Ethical considerations - page 2
Doing my ethics paper and looking for input concerning ethical implications of treating or refusing to treat patients convicted of child sexual abuse, child rape and murder or other similarly... Read More
Oct 3, '06Quote from dboopSomething I realized is that those people may be convicted, but sometimes you never know if you're treating someone who has committed the same acts but was never convicted or ever suspected in life. They say those people come in all forms - they look like the friendly grocer, your neighbor...sadly, there are many times family relatives commit these things to their own nieces and nephews. I know it's not a pleasant thought, but it is the reality.
I know it must be hard to treat someone who you know has committed offensive acts that you feel strongly against, but I guess like some others said previously in this forum, they are there as patients to receive care, and we put ourselves at legal risk and have our ethics questioned as professionals if we don't treat them. I guess I can't speak for myself because I am not a nurse yet. I am applying to nursing and hoping I get in January (!)...I'm new here. A classmate who gave a talk about the importance for nurses to know how to deal with stress, told the class about this site - that it has forums to talk to others, and good for nurses to get support because it's a good way to handle stress.
Thanks for reading. This was my first post.
Welcome! And that was a well thought out post and something for us all to think about.
Oct 3, '06I work in a trauma unit and we get these kinds of patients often, and I detach myself and care for them so they can get well and get to jail.
I worked with a nurse that asked not to take care of a rape victum that was severely beaten because she herself was once raped years prior and couldn't deal with it.
I fully support a nurse who on ethical or emotional levels can't give 100% to the patient.
Oct 3, '06I think it much more ethical to refuse if you know you cannot provide good care to a given person, under extenuating circumstances.......than to give poor or lousy care in the same situation.
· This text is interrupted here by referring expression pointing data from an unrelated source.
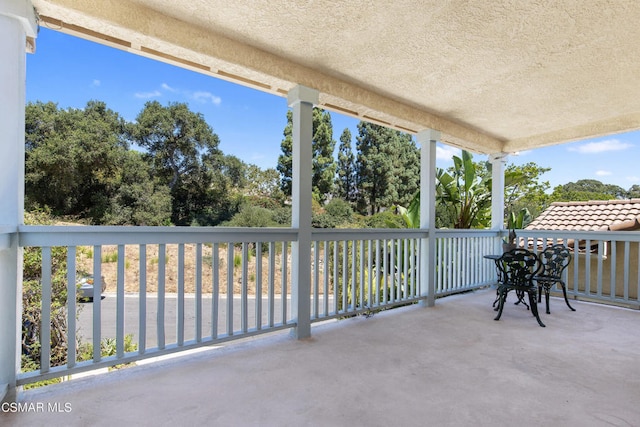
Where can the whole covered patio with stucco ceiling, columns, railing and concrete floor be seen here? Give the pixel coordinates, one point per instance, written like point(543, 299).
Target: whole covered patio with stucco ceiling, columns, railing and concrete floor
point(490, 77)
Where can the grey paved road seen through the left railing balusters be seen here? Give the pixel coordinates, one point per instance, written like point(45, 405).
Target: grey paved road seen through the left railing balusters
point(131, 317)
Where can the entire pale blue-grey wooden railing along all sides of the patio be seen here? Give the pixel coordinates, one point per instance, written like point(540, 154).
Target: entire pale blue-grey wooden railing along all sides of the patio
point(190, 290)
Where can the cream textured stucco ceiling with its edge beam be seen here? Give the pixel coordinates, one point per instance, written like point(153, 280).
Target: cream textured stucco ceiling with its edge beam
point(492, 76)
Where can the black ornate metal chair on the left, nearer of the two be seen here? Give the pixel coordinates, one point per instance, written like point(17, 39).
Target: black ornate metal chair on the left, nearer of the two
point(517, 268)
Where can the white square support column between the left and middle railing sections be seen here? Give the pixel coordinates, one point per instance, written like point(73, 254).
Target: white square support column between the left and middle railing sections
point(301, 99)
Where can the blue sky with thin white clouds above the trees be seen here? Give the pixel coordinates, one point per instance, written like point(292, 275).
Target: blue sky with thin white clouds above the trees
point(71, 71)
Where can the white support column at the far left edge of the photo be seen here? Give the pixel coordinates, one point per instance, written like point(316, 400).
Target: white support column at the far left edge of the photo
point(17, 22)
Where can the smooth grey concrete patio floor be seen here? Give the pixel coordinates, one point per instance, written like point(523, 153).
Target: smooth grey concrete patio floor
point(449, 365)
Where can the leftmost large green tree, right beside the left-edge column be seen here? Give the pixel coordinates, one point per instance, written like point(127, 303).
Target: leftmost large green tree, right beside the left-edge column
point(73, 158)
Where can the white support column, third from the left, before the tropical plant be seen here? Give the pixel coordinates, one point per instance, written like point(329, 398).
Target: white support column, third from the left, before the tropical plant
point(427, 140)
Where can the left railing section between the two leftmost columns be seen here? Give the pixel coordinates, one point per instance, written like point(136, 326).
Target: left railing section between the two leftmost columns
point(220, 314)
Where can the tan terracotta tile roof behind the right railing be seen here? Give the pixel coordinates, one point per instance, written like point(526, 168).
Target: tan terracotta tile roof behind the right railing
point(597, 215)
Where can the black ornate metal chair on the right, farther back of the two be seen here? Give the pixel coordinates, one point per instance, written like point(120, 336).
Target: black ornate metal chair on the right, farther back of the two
point(554, 260)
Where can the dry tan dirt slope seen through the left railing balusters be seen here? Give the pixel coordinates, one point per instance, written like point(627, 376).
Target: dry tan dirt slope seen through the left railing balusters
point(109, 265)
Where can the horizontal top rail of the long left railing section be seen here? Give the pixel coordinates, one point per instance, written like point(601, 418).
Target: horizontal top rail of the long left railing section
point(116, 235)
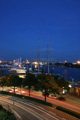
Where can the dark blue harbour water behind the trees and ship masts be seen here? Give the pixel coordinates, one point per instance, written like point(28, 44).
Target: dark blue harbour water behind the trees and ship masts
point(71, 74)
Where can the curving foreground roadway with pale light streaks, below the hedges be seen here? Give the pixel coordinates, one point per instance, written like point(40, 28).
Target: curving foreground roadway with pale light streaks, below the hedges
point(26, 110)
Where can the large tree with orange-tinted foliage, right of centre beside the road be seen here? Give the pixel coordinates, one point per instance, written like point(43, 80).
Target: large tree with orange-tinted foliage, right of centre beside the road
point(47, 85)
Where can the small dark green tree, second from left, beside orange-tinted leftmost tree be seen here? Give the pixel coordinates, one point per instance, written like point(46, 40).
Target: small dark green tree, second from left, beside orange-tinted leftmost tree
point(15, 81)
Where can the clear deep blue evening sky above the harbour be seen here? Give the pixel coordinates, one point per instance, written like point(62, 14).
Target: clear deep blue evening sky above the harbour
point(25, 22)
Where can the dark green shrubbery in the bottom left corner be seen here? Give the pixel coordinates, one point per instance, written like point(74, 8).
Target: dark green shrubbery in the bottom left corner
point(6, 115)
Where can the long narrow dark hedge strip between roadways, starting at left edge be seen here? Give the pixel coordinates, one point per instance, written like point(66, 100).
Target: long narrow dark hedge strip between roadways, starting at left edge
point(28, 98)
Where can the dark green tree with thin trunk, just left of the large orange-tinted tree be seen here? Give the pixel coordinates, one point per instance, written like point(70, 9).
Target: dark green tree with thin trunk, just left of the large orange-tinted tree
point(30, 80)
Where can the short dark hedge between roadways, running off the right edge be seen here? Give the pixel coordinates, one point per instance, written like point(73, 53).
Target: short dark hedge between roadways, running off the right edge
point(71, 112)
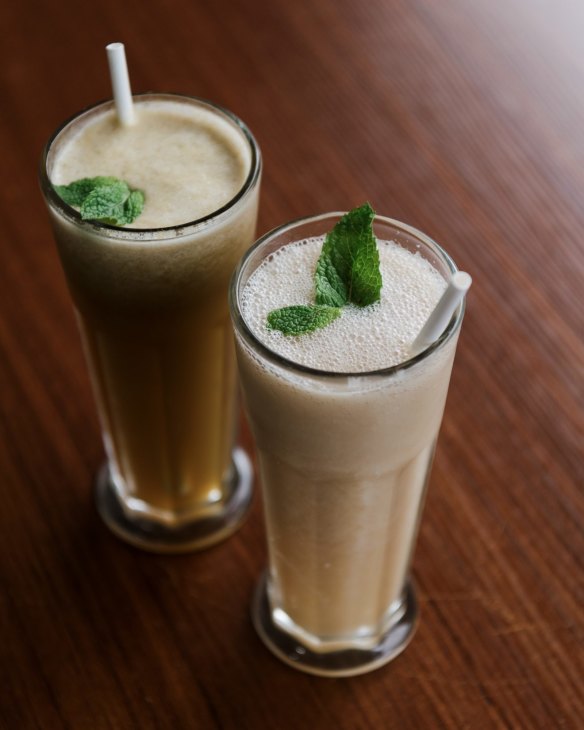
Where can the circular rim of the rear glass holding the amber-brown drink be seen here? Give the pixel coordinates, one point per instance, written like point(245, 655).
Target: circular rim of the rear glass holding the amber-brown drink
point(161, 233)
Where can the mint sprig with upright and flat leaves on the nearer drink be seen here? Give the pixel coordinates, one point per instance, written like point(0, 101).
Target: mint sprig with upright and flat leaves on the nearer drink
point(347, 272)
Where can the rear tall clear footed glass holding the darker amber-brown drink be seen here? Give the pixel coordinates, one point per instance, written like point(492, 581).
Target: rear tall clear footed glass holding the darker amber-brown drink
point(152, 310)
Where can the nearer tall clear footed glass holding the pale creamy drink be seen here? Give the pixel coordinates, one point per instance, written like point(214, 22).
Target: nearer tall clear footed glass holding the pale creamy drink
point(344, 461)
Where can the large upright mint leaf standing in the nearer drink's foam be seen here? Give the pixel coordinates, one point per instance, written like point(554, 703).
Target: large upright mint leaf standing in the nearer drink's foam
point(348, 267)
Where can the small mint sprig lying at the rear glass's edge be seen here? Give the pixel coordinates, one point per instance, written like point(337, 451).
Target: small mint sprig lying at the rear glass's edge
point(104, 199)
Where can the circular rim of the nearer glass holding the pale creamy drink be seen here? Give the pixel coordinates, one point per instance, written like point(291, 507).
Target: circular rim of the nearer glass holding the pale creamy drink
point(241, 327)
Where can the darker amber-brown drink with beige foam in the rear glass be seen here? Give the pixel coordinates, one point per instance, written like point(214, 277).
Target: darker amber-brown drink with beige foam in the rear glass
point(152, 308)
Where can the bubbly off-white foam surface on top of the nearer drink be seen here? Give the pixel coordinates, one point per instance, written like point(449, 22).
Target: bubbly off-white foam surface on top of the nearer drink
point(362, 338)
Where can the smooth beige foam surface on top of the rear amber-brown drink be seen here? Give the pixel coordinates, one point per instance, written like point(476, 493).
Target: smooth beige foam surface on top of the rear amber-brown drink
point(188, 161)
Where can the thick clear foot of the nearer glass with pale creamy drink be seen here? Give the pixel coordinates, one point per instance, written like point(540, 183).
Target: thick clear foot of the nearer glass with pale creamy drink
point(339, 662)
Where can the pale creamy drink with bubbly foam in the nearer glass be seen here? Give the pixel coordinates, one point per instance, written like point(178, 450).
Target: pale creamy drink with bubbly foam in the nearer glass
point(343, 459)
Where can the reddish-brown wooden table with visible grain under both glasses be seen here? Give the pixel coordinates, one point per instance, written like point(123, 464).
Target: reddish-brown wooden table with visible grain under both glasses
point(464, 119)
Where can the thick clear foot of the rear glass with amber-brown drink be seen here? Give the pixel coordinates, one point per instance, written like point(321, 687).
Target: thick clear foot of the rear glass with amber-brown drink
point(199, 533)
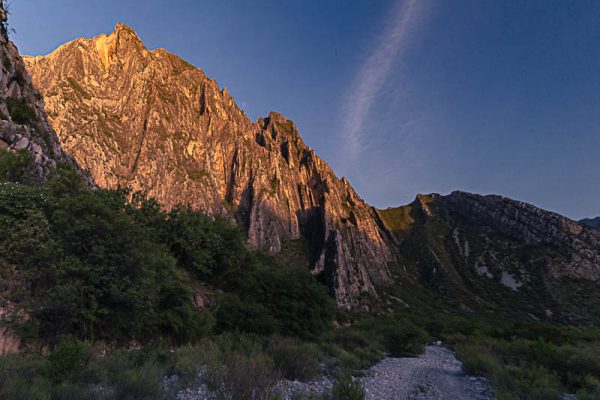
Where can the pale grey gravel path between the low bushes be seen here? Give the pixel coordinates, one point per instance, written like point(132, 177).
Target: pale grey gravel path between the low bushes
point(437, 374)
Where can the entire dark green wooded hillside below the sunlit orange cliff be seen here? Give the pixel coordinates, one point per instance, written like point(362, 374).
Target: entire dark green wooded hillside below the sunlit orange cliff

There ARE occasions where a nurse can or should refuse to care for a given patient, but those occasions are relatively rare. You are going to run across all kinds in your career as a nurse. You have to resolve to do your best in any case. But if it's going to be a huge ethical dilemma for you, it's probably better to try and switch assignments, if you possibly can.
Just realize as a nurse, you will meet many kinds, many of whom you find utterly distasteful. It's a challenge we all face sooner or later.
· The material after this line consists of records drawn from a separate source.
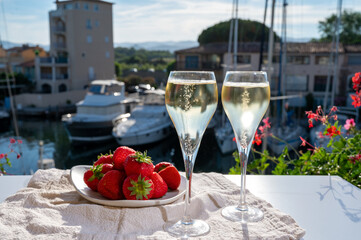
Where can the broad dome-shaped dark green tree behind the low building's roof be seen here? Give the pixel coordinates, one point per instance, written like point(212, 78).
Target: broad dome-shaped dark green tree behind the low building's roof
point(248, 31)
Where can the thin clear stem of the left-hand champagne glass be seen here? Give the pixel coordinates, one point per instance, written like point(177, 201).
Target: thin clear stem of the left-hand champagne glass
point(188, 162)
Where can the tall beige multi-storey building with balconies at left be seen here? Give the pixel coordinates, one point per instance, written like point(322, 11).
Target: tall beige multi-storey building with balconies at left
point(81, 46)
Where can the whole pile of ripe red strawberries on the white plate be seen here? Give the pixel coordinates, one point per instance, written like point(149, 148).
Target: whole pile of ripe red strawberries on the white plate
point(128, 174)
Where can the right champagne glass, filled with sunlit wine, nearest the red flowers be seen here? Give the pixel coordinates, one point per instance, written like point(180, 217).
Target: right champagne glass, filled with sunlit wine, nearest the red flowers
point(245, 99)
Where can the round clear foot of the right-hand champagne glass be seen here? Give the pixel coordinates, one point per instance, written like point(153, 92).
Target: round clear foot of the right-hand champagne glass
point(235, 214)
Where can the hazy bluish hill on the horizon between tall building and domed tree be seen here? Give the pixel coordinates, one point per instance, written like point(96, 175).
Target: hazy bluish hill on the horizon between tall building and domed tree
point(164, 46)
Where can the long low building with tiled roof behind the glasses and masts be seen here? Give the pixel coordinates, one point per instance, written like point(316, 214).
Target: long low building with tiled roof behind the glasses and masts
point(306, 70)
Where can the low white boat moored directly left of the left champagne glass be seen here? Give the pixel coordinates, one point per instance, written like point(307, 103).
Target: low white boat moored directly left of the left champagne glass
point(146, 124)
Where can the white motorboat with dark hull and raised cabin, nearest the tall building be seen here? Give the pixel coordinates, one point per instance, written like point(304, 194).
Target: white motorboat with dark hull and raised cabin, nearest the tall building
point(93, 120)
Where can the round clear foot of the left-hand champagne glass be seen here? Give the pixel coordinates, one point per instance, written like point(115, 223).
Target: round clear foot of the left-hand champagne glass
point(192, 229)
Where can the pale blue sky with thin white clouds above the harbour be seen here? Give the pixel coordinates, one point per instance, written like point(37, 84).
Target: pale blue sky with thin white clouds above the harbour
point(167, 20)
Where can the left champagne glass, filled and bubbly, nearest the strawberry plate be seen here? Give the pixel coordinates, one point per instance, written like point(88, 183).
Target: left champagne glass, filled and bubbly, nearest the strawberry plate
point(191, 99)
Oct 3, '06Treat all patients to the best of your care no matter what...it is not our job to judge.
When I was a preceptee working in a small ER, we had an emergency...a man with his throat cut. It was a mess and very hard to get him stablized and out for surgery. We did it...and half way through we were told that he was slit by the father of an infant...the guy I was treating raped her...an INFANT!!!!!!!!!! In fact...she was in the hospital a floor away!!!!!!!!!
I didn't think about it...I just did my job...then dealt with this issue for many weeks after. Bottom line was that I was doing a job to assist in medical for a patient to the best of my ability...so therefore I must not judge, but do what my job tells me to do. I must deal with my own thoughts and feelings of the morals and ethics of this in my own time...
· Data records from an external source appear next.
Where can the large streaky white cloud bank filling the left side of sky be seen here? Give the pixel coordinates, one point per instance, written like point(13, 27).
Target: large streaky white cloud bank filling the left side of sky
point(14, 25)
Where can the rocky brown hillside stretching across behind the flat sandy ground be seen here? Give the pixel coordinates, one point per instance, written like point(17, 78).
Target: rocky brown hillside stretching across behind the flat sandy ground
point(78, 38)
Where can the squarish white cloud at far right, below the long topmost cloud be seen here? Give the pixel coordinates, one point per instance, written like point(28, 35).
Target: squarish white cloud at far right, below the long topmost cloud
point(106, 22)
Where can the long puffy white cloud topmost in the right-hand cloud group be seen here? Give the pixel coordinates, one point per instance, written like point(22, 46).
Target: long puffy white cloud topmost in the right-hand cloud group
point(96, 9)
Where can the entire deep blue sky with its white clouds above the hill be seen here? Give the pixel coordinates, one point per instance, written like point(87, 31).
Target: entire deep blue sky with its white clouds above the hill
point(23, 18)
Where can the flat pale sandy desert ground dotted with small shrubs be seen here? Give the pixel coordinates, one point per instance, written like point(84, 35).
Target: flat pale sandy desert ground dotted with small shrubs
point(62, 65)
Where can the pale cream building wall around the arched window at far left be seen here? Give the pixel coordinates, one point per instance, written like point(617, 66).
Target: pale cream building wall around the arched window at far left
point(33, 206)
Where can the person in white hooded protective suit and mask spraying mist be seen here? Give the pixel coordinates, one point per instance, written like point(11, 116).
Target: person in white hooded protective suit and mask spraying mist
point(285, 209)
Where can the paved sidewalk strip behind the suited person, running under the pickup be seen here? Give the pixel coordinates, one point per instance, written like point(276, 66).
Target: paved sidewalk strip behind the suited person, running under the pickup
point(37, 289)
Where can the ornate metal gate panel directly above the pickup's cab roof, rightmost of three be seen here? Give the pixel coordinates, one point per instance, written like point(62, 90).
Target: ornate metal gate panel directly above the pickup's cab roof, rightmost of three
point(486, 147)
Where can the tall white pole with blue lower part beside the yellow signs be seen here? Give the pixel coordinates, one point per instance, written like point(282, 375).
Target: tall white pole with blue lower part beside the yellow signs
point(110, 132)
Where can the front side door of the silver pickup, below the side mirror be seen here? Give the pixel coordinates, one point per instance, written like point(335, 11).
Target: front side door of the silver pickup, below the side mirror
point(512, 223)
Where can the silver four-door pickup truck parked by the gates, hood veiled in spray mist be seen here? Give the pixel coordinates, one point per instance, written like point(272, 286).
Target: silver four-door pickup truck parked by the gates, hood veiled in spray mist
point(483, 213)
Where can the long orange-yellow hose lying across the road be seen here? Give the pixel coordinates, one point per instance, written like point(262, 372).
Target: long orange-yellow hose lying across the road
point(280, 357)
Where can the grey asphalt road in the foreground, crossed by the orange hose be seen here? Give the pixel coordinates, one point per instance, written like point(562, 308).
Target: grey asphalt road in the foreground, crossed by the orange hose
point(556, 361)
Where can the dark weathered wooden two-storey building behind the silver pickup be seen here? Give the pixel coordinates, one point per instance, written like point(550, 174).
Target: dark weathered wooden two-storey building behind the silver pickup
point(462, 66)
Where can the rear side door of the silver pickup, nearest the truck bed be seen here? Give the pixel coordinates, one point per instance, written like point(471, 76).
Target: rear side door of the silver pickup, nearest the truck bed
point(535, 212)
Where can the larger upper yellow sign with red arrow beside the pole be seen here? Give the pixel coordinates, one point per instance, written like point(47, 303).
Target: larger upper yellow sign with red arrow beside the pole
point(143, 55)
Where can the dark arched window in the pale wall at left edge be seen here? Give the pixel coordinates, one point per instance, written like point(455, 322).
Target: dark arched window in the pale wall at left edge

He lived...was imprisoned...and that is all I know...
I do not know about the infant...that was a 'need to know basis only" Wish someone thought of that when they told us why this guy was in there!!! UHGGGGGGGGG!Last edit by Antikigirl on Oct 3, '06
Oct 3, '06Hi TriageRN 34
This was an exactly similar situation that made me ask my original question. Not knowing the circumstances surrounding the PT wounds would be helpful in the moment. Perhaps justice will be served in jail where child molesters aren't very welcomed. Thanks everyone for the thoughtful posts.
Oct 3, '06does not matter what the other person does/says/looks like etc - what matters is your own bias. That is the real crux of the problem - trying to identify what you can/cannot tolerate and how to deal with that. I fall back on Orlando's dynamic nurse/patient relationship theory - you first have to determine your own role (function). Does it include behavior modification? If no, then do your job. If yes, then do your job.